Nguyen is a putative class action concerning Barnes & Noble’s online “fire sale” to liquidate, at highly discounted prices, its inventory of a discontinued tablet computer. Nguyen had purchased two of the tablets and received e-mail confirmation. But the next day, due to unexpectedly high demand, Barnes & Noble cancelled his order. Nguyen then sued for damages on behalf of himself and similarly situated consumers.
However, these usage terms were presented to consumers in browsewrap agreements—i.e., an agreement containing mandatory usage terms that can be reviewed via a hyperlink. Barnes & Noble attempted to tie the consumer’s continued site usage with assent to the browsewrap agreement’s terms, even though users could make a purchase without actually seeing the agreement’s terms—or even knowing they exist. This stands in contrast to clickwrap agreements, which force users to affirmatively click a button or box that shows their consent.
Barnes & Noble made the terms available through a conspicuous link in the bottom left corner of every page on the Web site
on at least some pages, the link was visible without needing to scroll down
the link appeared directly below buttons that consumers must click to checkout, so consumers saw the link before they completed orders.
What more (other than converting to clickwrap) should Barnes & Noble have done? The court doesn’t exactly say. But it does discuss with approval other browsewraps that, in addition to making terms available via a prominent link, also provided explicit, sufficiently noticeable warnings that continued use of the site would bind users to the terms. For example, the court extols one such browsewrap that contained such a notice at the bottom of every page. But, Barnes & Noble had not provided such a notice.
Two things should be noted about Nguyen. First, the case is likely distinguishable from those involving business-to-business e-commerce. Nguyen concerns consumers, and the opinion expressly notes courts’ traditional willingness to enforce browsewraps against businesses but not against individual consumers.

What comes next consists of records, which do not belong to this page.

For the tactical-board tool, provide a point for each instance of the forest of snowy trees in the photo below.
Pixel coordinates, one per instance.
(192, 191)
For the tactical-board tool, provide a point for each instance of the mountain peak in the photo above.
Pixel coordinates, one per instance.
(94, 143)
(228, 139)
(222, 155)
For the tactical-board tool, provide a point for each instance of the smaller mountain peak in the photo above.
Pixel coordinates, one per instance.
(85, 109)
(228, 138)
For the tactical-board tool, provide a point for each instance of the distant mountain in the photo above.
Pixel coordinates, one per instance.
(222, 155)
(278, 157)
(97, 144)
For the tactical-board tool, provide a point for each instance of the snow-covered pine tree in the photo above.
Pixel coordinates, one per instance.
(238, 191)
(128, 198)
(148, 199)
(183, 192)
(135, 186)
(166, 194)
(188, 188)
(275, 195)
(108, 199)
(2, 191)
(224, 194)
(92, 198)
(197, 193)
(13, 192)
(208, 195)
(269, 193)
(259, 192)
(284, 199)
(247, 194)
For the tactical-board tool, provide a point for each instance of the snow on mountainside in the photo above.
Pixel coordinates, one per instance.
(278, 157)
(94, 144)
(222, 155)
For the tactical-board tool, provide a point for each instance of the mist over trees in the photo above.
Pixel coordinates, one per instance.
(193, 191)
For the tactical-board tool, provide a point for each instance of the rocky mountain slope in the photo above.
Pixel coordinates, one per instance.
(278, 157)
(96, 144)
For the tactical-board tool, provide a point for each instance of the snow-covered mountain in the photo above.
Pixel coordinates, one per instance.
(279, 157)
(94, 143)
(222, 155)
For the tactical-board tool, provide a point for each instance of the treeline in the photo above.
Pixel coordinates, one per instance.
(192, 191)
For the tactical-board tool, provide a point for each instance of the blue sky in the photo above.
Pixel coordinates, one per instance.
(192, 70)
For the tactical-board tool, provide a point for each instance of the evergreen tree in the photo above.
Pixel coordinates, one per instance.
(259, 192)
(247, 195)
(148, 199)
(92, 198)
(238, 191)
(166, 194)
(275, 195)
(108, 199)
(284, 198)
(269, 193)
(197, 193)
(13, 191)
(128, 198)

Still, even in the business-to-business context, this may be a situation where an ounce of prevention is worth a pound of cure, and companies may want to take note of this decision and adjust their e-commerce practices accordingly.
Second, the stakes here were certainly larger than just the proper forum for hearing plaintiff’s claims. Under recent Supreme Court precedent, such class waivers in arbitration provisions are enforceable, and enforcing arbitration here would likely have ended the case. Of course, this underscores the potential value of getting consumers’ effective agreement to usage terms.
In sum, Nguyen lends an important lesson for businesses engaging in e-commerce with California consumers, and who want to do all they can to improve the chances of their arbitration agreements being found enforceable. It appears safest to move to clickwrap and require affirmative evidence of consumer assent to usage terms. Otherwise, if businesses still prefer to use browsewraps, they should at the very least make sure that: (1) usage terms are available via a conspicuous link; and (2) the site contains conspicuous textual notices that use constitutes agreement with the usage terms—and, even then, it is not certain that such provisions will be upheld in light of Nguyen. In the end, despite federal courts’ now 30-year record of enforcing arbitration agreements, arbitration is still a matter of contract, which requires both parties’ agreement.